From an interview with Paul Hudert, a juggler who performs under the name Paolo Garbanzo at Renaissance faires and with the Flying Karamazov Brothers, by Rachel Lee Rubin, an American studies professor at the University of Massachusetts, Boston. Rubin conducted the interview as research for her book Well Met: Renaissance Faires and the American Counterculture, published this month by NYU Press.
rachel rubin: So when did you start doing the Renaissance faire?
paul hudert: I found out about Ren faires in my college years and went, “What? Are you kidding?” The interaction and just the live theater and the kind of anything can happen, whatever, you know? And the people at the faire are ready for that. They’re already prepared to see something crazy.
rubin: Do you find that there’s been a shift away from more risqué and off-color?
hudert: Overall, the bawdiness level probably has gone down. But it’s more concentrated. There’s faires that do smokers—they all go in a tent, and they charge like ten or fifteen bucks and you get a couple of cigars and all the beer you can drink. And then the acts will come in and just tell the dirtiest, raunchiest jokes you could possibly know. For me, I like to have a show that everybody can see. I’m not about sexy. Every juggler does sexy. Like every juggler eats an apple. I’m not going to eat an apple, I’m going to eat an onion. I’ve literally had people who don’t understand how to interact with me because I’m not playing sexy. I mean literally girls who saw the show, and they were like, “Oh, I want to make out with him. But mentally he’s thirteen.”
rubin: And the people who come, the regular audiences, are there major subgroups that you notice?
hudert: It’s odd, because we reached a point in Renaissance-faire society, it’s what I call the “postmodern Renaissance-faire show.” I mean, not to name any names, but somebody uses a chain saw. People love it, because he juggles with a chain saw. It’s great. But how Renaissance is that, right? So there’s the post-modern Renaissance-faire performer who is aware of the fact that he’s at a Renaissance faire and will kind of poke fun at that idea that here I am wearing tights at the Renaissance faire. It’s like, are you in the Renaissance or are you a guy pretending to be in the Renaissance? But when you see four or five people walk in and they’re dead-on, you’re just like, Wow. I’d say half of those guys are like, “Well, this is what you’re supposed to really look like.” And they’ll go, “Oh, that’s not period. That’s not period.” I don’t think anybody’s trying to be period. What are you going to do? Here there’s the football crowd. They’re just normal people who want to go somewhere and drink beer and watch some guys whack each other with swords.

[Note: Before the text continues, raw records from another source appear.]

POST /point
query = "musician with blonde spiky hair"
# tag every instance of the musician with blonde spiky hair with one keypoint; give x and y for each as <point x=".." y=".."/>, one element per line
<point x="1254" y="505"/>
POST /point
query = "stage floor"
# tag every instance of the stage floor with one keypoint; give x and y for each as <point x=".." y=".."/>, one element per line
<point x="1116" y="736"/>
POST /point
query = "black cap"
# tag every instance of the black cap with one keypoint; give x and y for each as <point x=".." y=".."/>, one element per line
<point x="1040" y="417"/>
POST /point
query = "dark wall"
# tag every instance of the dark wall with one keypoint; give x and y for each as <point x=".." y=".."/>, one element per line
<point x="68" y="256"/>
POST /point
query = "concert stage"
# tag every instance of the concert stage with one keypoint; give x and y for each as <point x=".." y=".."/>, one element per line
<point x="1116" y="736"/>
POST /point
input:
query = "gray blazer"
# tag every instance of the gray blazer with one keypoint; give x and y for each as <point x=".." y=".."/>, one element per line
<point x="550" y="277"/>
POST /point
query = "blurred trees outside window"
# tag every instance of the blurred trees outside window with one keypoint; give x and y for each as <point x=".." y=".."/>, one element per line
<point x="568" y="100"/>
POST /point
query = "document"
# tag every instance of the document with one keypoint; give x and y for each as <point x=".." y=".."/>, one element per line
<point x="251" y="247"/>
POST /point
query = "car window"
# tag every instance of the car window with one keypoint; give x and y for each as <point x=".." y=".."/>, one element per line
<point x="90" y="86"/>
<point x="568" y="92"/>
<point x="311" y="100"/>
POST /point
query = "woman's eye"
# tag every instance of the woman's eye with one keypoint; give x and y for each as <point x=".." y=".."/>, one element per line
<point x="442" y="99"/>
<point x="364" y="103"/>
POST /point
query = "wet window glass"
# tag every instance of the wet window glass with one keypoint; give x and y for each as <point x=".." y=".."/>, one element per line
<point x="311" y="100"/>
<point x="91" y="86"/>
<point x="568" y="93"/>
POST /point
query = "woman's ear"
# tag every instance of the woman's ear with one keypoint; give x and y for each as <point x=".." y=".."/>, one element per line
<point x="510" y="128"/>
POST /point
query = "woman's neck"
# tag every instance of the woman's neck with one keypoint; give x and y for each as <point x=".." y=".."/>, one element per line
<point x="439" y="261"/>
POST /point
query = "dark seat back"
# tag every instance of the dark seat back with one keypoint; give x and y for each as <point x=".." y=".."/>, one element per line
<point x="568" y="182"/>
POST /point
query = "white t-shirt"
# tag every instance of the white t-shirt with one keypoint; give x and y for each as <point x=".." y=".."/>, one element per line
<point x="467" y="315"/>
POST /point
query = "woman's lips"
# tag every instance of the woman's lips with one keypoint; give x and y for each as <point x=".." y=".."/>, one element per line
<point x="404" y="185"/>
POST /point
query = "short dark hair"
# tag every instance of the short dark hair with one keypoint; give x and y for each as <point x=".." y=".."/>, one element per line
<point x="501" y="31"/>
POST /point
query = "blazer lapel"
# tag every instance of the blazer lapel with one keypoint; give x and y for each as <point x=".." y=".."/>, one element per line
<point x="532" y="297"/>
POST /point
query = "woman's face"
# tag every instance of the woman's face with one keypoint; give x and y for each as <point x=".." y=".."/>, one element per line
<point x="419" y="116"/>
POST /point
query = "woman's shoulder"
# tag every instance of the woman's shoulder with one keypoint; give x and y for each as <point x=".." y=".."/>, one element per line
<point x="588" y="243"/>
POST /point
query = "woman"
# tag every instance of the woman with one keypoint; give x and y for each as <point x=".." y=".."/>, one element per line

rubin: What is your sense of people who are devoted to hating the faire?
hudert: I have friends who won’t even link to my website. My Karamazov pals, they’re like, “Yeah, I can’t really link to your website because you’re mostly Renaissance-faire stuff.” They’re like, “Oh, we’re living in New York City. We’re trying to make it,” and all this stuff. But they’re sitting there struggling, doing clown gigs for a hundred bucks. I don’t walk out the door for $400.
rubin: What does your family think?
hudert: I mean, my mom will always say, “Maybe you should take some business classes.” I’m like, I have a degree. I’m obviously not failing in the business that I’m in. And my dad’s totally like, “Well, as long as you’re successful and doing your thing, whatever.” And since I appear to be more successful than one of my older brothers, I’m fine. I’m the golden child.
rubin: Brothers are really good for that.
hudert: He owes me money. When you owe the juggler money, you know you’re bad. There is a stigma. I do a bunch of cabaret stuff now. That’s what I wanted to do really. But poor little me makes way more money doing a day at a Ren faire than I do in a full two weeks doing the cabaret show. I get shit for this all the time, but I said this in a TV interview: “Renaissance faires are live theater without the stigma of live theater.” If I said the word “opera,” you think of boring. You think of snobs. But you can go to the Ren faire and drink your beer and look at tits and end up having a theatrical experience. It’s part of the subversiveness of the Ren faire. It’s like, “Ha, ha. I just gave you theater.”